The drivers for reading images in Anchor are termed readers and all inherit from org.anchoranalysis.image.io.bean.rasterreader.RasterReader

Default Reader - Bioformats

The default reader, org.anchoranalysis.plugin.io.bean.rasterreader.BioformatsReader, employs Bioformats a popular open source library for reading microscopy and digital pathology images - as well as conventional photographs.

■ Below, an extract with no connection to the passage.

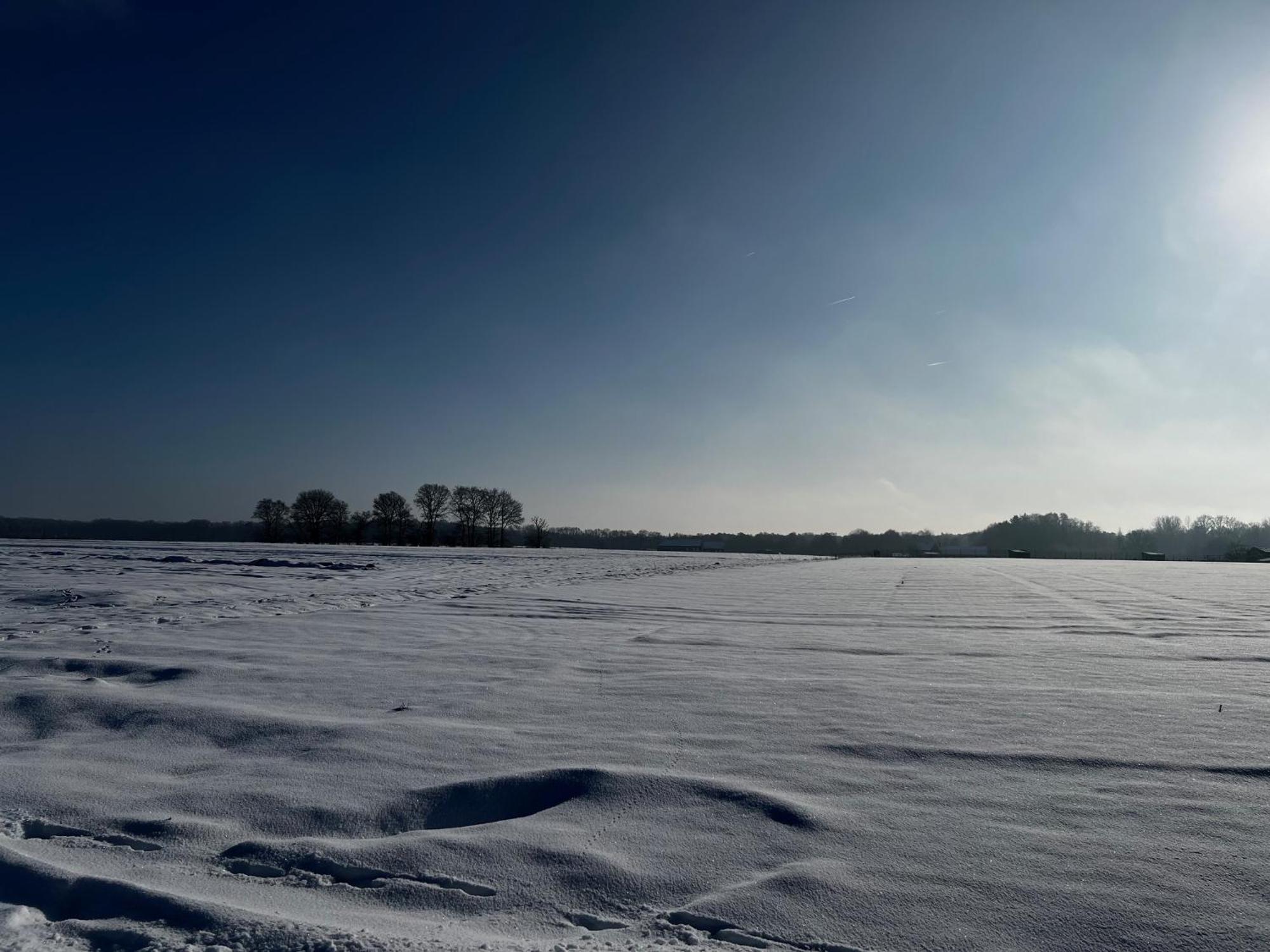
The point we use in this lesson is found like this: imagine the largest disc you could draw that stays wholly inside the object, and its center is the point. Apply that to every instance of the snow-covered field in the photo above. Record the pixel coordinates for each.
(590, 750)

Please see the full list of Bioformat’s 150 supported formats - with varying degrees of support.

Multi-file driver

Another driver, the org.anchoranalysis.plugin.io.bean.rasterreader.MultiFileReader virtually combines different files into a single image (as varying channels, or varying z-stacks in a 3D image, or varying timepoints in a time-series). A regular-expression is used to match file-paths.

Helper utility drivers

Other drivers in org.anchoranalysis.plugin.io.bean.rasterreader provide useful utility functions:

Class Function
FlattenAsChannel Converts indexed/time-series images into different channels.
ImposeResolution Imposes a specific physical pixel size (across X,Y,Z dimensions).
ReadVoxelExtentXml Reads physical pixel-size from an accompanying .xml file for each image.
ThreeWayBranchXYResolution Uses different readers for different ranges of X,Y physical pixel size.
RejectIfConditionXYResolution Rejects images if a condition is filled on the X-Y resolution.

Custom drivers

Drivers for a wider range of formats are architecturally easily possible, but not currently implemented in the standard Anchor distribution.

Changing the default driver

The default RasterReader is set in a configuration-file:

  • $ANCHOR_HOME/config/defaultBeans.xml in the main Anchor distribution, and
  • $USER_HOME/.anchor/defaultBeans.xml optionally, taking precedence.